Our latest work has just been published in Cell Reports showing a new role for PICK1 (the only protein with a BAR and a PDZ domain) in regulating the activity-dependent clustering and retrieval of presynaptic vesicle cargo in mammalian central neurons. It is required for efficient synaptic vesicle endocytosis and sustained glutamate release. Outstanding work by Hilary and a wonderful collaboration with Prof. Mike Cousin (The University of Edinburgh, UK).

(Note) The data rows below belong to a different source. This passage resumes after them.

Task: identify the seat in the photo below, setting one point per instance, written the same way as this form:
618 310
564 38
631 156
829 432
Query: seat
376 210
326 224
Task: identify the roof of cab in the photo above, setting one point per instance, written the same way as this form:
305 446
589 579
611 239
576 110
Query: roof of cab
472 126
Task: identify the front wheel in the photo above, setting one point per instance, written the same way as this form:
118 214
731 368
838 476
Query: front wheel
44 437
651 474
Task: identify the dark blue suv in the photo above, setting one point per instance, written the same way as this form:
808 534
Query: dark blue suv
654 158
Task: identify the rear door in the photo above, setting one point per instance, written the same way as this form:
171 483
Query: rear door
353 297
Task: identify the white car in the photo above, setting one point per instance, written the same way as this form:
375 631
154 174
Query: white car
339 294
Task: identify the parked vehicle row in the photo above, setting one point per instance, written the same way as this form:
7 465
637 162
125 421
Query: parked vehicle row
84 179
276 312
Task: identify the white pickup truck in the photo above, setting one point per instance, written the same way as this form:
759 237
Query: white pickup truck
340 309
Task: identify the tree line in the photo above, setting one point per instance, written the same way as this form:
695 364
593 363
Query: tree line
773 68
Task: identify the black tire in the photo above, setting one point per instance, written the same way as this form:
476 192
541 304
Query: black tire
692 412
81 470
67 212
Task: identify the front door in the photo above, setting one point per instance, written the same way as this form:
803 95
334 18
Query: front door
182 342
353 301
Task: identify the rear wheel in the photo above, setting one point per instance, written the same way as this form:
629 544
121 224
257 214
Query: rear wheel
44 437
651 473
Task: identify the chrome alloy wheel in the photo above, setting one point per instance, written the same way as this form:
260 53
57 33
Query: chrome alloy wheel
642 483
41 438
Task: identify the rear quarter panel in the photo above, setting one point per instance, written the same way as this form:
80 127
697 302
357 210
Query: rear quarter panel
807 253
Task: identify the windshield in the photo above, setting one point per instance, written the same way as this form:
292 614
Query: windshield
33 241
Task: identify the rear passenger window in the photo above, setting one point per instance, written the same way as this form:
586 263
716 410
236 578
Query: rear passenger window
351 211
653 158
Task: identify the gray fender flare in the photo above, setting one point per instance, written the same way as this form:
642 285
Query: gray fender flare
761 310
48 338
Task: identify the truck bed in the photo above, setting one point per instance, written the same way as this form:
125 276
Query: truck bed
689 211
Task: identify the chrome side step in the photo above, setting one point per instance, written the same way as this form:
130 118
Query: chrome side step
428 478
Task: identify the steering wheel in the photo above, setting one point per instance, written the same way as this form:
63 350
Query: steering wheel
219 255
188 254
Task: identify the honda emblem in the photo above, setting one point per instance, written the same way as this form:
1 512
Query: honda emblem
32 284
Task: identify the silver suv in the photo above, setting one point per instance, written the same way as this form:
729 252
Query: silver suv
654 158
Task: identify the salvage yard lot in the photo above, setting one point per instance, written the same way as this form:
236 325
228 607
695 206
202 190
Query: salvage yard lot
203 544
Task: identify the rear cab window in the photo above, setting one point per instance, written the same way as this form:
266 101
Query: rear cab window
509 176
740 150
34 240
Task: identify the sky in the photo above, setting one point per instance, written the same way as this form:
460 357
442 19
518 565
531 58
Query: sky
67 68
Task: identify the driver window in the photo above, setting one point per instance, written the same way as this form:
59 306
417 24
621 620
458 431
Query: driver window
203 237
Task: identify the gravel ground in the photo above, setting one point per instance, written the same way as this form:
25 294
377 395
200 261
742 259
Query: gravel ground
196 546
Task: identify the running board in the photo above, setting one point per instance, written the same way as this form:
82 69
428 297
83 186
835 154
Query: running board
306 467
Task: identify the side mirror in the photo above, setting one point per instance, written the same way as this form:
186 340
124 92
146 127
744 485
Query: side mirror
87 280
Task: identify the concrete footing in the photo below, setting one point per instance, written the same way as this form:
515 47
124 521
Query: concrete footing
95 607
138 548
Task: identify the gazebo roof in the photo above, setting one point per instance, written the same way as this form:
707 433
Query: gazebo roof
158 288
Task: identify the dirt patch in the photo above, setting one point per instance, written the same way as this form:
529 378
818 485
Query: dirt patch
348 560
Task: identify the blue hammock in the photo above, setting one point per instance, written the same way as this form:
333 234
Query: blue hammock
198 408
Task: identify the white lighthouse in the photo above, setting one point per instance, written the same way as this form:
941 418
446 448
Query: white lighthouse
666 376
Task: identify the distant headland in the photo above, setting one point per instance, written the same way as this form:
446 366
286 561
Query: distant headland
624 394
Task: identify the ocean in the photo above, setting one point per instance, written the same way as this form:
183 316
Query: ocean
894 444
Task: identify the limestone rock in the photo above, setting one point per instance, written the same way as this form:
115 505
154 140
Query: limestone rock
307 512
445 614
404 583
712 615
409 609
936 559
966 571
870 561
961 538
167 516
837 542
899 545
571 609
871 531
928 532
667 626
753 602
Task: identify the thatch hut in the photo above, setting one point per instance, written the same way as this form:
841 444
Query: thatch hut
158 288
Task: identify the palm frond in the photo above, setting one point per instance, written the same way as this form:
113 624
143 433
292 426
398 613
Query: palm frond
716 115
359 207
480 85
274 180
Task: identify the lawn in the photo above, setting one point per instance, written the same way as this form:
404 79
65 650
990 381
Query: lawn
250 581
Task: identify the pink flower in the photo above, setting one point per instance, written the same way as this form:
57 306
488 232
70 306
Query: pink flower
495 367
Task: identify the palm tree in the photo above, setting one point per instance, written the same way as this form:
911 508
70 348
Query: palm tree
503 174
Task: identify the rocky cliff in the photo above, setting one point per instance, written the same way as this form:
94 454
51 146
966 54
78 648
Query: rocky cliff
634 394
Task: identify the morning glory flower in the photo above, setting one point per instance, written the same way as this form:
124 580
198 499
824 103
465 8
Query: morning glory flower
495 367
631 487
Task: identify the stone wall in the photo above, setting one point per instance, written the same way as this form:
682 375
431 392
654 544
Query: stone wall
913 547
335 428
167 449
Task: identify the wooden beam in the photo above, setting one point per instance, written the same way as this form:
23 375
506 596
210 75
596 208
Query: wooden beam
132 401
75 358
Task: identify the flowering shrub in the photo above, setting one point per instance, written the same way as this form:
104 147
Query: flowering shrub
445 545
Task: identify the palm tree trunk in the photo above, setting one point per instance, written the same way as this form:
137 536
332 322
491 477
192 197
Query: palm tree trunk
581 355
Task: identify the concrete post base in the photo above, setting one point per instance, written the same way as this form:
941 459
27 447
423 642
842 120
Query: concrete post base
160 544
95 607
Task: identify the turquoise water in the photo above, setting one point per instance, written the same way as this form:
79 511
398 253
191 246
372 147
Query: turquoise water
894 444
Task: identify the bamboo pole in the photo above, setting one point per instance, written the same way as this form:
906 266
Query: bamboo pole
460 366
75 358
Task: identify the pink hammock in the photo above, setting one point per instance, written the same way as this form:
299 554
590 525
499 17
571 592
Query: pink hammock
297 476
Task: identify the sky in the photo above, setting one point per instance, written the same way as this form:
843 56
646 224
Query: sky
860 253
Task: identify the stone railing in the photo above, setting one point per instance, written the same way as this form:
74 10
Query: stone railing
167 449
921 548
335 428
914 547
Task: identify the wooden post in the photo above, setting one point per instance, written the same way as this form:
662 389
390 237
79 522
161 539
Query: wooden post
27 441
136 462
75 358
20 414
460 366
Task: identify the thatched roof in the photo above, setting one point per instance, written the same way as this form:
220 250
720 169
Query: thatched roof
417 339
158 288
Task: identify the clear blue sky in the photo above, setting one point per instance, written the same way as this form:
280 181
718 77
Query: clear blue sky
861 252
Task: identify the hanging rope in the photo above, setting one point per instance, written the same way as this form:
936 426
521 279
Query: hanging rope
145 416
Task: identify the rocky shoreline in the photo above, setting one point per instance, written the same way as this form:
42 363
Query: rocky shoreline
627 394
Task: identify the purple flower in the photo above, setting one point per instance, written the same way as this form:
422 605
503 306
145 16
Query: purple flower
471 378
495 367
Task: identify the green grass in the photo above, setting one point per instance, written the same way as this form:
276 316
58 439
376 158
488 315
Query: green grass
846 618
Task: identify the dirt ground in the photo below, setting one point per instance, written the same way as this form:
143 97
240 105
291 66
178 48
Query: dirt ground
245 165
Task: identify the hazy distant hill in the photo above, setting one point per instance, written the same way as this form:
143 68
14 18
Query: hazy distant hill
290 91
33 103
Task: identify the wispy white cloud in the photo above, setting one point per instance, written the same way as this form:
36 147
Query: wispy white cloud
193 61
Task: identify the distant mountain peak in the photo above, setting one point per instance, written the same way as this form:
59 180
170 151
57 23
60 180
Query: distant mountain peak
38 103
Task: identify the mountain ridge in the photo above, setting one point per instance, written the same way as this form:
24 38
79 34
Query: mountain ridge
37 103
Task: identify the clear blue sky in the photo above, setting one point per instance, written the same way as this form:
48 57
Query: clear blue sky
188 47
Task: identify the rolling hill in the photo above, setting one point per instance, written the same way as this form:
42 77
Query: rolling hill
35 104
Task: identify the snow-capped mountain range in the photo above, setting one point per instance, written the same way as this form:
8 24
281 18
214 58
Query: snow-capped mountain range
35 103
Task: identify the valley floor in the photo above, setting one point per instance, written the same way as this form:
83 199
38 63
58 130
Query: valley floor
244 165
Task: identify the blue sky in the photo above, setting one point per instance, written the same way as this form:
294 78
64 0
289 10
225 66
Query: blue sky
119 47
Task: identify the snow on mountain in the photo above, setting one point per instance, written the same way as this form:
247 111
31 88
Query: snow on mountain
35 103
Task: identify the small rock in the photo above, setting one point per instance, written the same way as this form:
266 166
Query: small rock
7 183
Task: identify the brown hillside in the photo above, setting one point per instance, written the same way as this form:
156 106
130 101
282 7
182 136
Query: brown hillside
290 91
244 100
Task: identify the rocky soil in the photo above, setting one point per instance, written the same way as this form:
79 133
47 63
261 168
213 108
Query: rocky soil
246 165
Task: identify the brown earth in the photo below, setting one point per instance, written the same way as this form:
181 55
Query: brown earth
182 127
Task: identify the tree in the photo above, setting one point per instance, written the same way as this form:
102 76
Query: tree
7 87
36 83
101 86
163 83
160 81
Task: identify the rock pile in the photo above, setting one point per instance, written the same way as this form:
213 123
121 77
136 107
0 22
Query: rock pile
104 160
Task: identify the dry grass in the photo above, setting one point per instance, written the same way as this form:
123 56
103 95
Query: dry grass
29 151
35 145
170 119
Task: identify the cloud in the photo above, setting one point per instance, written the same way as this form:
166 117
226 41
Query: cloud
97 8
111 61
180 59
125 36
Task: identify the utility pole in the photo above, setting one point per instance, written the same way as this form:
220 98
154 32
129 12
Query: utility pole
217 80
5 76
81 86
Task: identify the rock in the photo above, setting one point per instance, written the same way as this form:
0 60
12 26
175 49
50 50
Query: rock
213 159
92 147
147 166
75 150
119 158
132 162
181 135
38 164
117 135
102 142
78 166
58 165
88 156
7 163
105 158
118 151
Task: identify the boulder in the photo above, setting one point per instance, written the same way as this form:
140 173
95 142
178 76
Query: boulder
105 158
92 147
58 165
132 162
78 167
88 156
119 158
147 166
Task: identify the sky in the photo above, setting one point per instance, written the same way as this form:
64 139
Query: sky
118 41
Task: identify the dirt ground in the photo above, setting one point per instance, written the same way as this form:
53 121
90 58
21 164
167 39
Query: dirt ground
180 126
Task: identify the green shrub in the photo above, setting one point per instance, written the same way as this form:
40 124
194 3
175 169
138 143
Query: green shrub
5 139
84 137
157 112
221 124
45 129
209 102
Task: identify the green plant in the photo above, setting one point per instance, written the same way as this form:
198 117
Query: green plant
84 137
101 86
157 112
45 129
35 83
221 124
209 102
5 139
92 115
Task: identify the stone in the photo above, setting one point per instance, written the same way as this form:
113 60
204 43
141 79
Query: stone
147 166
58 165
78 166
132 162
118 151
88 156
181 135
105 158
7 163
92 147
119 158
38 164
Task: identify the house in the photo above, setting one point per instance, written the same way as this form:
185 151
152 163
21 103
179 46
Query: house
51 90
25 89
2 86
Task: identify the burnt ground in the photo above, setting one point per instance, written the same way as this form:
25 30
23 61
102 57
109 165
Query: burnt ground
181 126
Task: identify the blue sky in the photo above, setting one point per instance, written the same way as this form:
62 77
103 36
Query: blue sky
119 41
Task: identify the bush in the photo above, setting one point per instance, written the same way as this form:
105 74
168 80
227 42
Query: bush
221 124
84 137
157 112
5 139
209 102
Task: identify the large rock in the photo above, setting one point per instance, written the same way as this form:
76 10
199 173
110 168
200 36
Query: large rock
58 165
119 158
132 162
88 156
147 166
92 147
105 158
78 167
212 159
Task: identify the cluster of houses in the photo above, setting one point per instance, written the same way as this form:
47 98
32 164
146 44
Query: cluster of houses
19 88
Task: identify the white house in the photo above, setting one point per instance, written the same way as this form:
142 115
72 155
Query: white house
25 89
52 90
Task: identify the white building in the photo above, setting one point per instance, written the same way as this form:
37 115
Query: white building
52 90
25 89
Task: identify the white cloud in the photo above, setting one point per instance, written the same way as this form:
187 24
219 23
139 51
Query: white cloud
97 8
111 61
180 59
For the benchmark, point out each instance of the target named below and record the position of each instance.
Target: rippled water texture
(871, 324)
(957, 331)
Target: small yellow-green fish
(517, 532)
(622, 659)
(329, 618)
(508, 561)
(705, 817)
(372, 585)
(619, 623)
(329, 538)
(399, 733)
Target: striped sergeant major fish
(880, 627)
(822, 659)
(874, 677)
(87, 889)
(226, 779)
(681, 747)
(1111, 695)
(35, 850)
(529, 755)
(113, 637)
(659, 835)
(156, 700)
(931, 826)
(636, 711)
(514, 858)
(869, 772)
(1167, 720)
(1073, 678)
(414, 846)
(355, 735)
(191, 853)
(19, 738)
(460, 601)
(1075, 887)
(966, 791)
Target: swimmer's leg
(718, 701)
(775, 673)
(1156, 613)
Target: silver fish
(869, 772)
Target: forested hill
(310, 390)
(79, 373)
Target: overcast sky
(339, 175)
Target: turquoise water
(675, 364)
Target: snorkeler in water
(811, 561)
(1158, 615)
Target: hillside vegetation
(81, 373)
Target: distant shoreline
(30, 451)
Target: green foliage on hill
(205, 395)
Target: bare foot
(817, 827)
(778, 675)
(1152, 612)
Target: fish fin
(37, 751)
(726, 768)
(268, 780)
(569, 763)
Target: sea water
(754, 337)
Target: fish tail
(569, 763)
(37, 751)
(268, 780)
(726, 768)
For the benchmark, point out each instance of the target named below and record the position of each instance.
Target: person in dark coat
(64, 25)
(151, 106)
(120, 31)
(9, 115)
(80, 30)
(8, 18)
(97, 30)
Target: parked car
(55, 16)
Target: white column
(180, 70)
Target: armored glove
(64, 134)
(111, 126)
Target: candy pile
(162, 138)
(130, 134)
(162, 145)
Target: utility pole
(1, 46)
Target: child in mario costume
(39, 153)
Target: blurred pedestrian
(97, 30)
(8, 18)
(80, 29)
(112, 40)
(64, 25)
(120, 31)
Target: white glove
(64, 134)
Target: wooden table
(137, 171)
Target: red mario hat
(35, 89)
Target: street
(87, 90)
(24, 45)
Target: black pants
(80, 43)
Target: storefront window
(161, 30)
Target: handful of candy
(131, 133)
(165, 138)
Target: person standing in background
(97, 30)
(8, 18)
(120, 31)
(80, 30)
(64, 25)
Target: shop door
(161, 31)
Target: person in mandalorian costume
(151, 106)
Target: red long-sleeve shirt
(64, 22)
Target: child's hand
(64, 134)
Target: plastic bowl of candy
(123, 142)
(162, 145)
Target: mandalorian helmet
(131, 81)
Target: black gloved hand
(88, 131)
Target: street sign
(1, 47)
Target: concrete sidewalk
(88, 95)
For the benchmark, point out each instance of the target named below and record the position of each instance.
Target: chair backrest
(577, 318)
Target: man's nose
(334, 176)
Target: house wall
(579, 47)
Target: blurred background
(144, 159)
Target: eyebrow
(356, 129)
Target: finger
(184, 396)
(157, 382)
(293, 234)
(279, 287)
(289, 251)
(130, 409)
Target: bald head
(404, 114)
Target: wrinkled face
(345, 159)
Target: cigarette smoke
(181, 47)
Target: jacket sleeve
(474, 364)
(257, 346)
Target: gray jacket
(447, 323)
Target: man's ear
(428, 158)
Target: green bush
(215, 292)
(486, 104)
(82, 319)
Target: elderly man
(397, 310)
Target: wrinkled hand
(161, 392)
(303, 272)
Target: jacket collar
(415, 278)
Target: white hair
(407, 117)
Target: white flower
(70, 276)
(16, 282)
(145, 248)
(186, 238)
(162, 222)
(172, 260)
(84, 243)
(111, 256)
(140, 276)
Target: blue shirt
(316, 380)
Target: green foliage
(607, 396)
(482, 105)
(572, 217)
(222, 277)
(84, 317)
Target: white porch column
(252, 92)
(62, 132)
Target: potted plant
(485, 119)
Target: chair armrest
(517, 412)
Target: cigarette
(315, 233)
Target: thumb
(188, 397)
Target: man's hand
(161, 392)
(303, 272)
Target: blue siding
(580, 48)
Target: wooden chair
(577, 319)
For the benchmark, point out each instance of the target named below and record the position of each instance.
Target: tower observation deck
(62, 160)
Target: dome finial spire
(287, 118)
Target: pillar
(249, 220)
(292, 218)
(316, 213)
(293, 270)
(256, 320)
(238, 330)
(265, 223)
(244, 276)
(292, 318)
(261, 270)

An epilepsy-associated GRIN2A rare variant disrupts CaMKIIα phosphorylation of GluN2A andNMDA receptor trafficking
A new collaborative study led by the Roche's Lab at the National Institute of Neurological Disorders and Stroke (NINDS), National Institutes of Health (NIH), is now published in Cell Reports. This study identified CaMKIIα phosphorylation of the GluN2A subunit on Ser-1459 as a mechanism regulating NMDA receptor trafficking. An epilepsy-associated rare variant at this same residue, GluN2A-S1459G, results in altered protein interactions, decreased NMDA receptor surface expression, and reduced synaptic function, providing potential insight into an epilepsy phenotype. Congratulations to the lead author, Dr. Marta Vieira, and Katherine on this beautiful work.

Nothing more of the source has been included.